La conferenza finale del progetto Agree si è chiusa con le conclusioni del presidente della Fondazione Di Vittorio, Fulvio Fammoni, che ha ricordato le proposte che il progetto e i suoi partner hanno portato nella discussione odierna, seguita da una platea formata da rappresentanti delle istituzioni europee, nazionali, dei sindacati, delle associazioni, degli enti locali. E' quanto si legge nella nota della Fondazione.
"L'importanza del progetto Agree”, ha detto Leonardo Domenici, presidente della Fondazione Cittalia-Anci Ricerche, nella sua introduzione,” sta innanzitutto nel far prendere coscienza che lo sfruttamento dei lavoratori stranieri in agricoltura rappresenta una emergenza sociale che va contrastata con determinazione. I lavoratori stranieri impiegati in agricoltura in Italia - ha ricordato ancora Domenici - sono 400.000, provenienti da 170 paesi e rappresentano il 25% delle ore dichiarate nel settore agricolo.Occorre quindi da un lato favorire il principio etico nella scelta dei prodotti da acquistare, adottando un bollino che certifichi tale condizione e dall'altro contrastare con determinazione e azioni concrete il fenomeno del caporalato e il grave sfruttamento lavorativo".
Secondo Domenici "è necessario inoltre procedere all'adozione della direttiva europea 52 del 2009 e lavorare con le parti sociali europee pergiungere a una definizione condivisa di sfruttamento lavorativo e elaborare - conclude - azioni congiunte in difesa dei più vulnerabili tra i lavoratori".
Nel suo intervento, la segreteria generale della Flai Cgil Stefania Crogi, ha sottolineato come a livello legislativo grazie all'azione della Flai e della Cgil tutta dal 2011 il caporalato è un reato penale da punire con il carcere (art. 603 bis. C.p.); recentemente la confisca dei beni è stata prevista anche per chi incorre nel reato previsto dal 603bis; ed infine il Consiglio dei ministri ha licenziato un ddl che recepisce almeno in parte le nostre proposte di contrasto al caporalato attraverso un collocamento al lavoro legale e trasparente.
“Su questi punti - ha proseguito Crogi - intendiamo proseguire la mobilitazione ed incalzare politica ed istituzioni per raggiungere i nostri obiettivi. Il settore dell'agricoltura e dell'agroalimentare complessivamente, che ha tenuto in questi anni di crisi, non può essere anche il settore nel quale si consumano fenomeni di sfruttamento e negazione continua dei diritti dei lavoratori. Inoltre - ha concluso - è per noi un connubio imprescindibile qualità dei prodotti e qualità del lavoro. Senza un lavoro libero dallo sfruttamento, dignitoso ed equamente retribuito non ci può essere cibo di qualità”.

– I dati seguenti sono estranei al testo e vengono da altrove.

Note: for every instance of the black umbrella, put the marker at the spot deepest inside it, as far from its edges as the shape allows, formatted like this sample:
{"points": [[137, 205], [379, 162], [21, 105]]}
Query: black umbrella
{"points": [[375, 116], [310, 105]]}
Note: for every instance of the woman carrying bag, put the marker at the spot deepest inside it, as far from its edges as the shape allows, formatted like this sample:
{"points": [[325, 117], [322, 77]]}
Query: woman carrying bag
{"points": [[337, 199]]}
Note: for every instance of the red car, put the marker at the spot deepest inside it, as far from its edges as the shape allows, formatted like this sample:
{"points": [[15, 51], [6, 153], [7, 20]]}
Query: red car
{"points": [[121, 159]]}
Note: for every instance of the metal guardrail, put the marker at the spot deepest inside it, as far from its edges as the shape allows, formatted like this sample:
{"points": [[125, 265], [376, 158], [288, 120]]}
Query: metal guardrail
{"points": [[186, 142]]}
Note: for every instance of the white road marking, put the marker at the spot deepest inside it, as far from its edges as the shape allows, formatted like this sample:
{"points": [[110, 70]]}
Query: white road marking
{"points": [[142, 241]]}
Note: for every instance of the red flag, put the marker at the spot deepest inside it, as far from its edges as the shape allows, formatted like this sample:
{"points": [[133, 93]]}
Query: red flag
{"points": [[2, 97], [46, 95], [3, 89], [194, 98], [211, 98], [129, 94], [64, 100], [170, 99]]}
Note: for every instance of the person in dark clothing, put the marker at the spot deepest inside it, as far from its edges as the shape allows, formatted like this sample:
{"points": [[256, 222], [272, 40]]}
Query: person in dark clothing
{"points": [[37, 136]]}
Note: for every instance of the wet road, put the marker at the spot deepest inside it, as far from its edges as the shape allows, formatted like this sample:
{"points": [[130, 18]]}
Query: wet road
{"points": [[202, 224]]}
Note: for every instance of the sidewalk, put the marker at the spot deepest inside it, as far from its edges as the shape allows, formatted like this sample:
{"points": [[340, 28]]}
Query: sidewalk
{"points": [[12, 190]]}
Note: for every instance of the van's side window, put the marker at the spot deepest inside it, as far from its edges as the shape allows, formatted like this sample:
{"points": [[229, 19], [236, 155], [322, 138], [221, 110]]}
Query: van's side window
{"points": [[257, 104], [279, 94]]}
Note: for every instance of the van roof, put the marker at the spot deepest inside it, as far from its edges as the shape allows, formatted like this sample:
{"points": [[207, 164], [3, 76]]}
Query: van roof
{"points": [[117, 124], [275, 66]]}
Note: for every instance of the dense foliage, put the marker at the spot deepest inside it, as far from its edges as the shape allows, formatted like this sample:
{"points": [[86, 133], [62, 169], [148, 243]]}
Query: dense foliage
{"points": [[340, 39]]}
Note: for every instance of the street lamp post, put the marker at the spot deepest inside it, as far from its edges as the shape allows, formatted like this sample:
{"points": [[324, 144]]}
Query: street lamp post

Le proposte che sono state avanzate dal progetto Agree riguardano dunque sia la regolamentazione dell’immigrazione con il necessario maggior coordinamento e integrazione delle politiche degli Stati membri, sia la piena attuazione negli ordinamenti nazionali delle direttive 59/2009 e 32/2011, il miglioramento dei sistemi che possano far emergere lo sfruttamento dei lavoratori migranti, il sostegno all’organizzazione della produzione rispettosa della legge attraverso misure mirate come, appunto, il prodotto etico, un maggior contrasto all’intermediazione illegale (in Italia il caporalato, in Spagna i cap de colla) nel reclutamento della manodopera.
Il progetto ha rappresentato quindi uno strumento certamente di analisi, di diffusione della conoscenza della realtà di sfruttamento e maggiori consapevolezze tra gli attori del territorio e la società civile , per sviluppare strategie e azioni volte a ridurre e contrastare questo fenomeno.
“Il problema va affrontato nei singoli Stati - ha detto Fulvio Fammoni - ma sempre di più emerge la necessità di un maggior coordinamento delle politiche degli Stati europei a partire da un'idea comune per la definizione di grave sfruttamento lavorativo, contro l'intermediazione illegale di manodopera e per la regolarizzazione delle persone prive di permesso di soggiorno che perdono il lavoro o che denunciano casi di sfruttamento illegale".